This chapter includes the following recipes:
What you should know before you begin
Before you can manipulate data with R, you need to import the data into R’s memory, or build a connection to the data that R can use to access the data remotely.
How you import your data will depend on the format of the data. The most common way to store small data sets is as a plain text file. Data may also be stored in a proprietary format associated with a specific piece of software, such as SAS, SPSS, or Microsoft Excel. Data used on the internet is often stored as a JSON or XML file. Large data sets may be stored in a database or a distributed storage system.When you import data into R, R stores the data in your computer’s RAM while you manipulate it. This creates a size limitation: truly big data sets should be stored outside of R in a database or distributed storage system. You can then create a connection to the system that R can use to access the data without bringing the data into your computer’s RAM.
2.1 Import data quickly with a GUI
You want to import data quickly, and you do not mind using a semi-reproducible graphical user interface (GUI) to do so.
The RStudio IDE provides an Import Dataset button in the Environment pane, which appears in the top right corner of the IDE by default. You can use this button to import data that is stored in plain text files as well as in Excel, SAS, SPSS, and Stata files.
Click the button to launch a window that includes a file browser (below). Use the browser to select the file to import.

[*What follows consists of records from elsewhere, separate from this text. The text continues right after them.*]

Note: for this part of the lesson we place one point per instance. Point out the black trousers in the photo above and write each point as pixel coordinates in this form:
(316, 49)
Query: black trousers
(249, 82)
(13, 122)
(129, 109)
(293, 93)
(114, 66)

After you’ve selected a file, RStudio will display a preview of how the file will be imported as a data frame. Below the preview, RStudio provides a GUI interface to the common options for importing the type of file you have selected. As you customize the options, RStudio updates the data preview to display the results.
The bottom right-hand corner of the window displays R code that, if run, will reproduce your importation process programatically. You should copy and save this code if you wish to document your work in a reproducible workflow.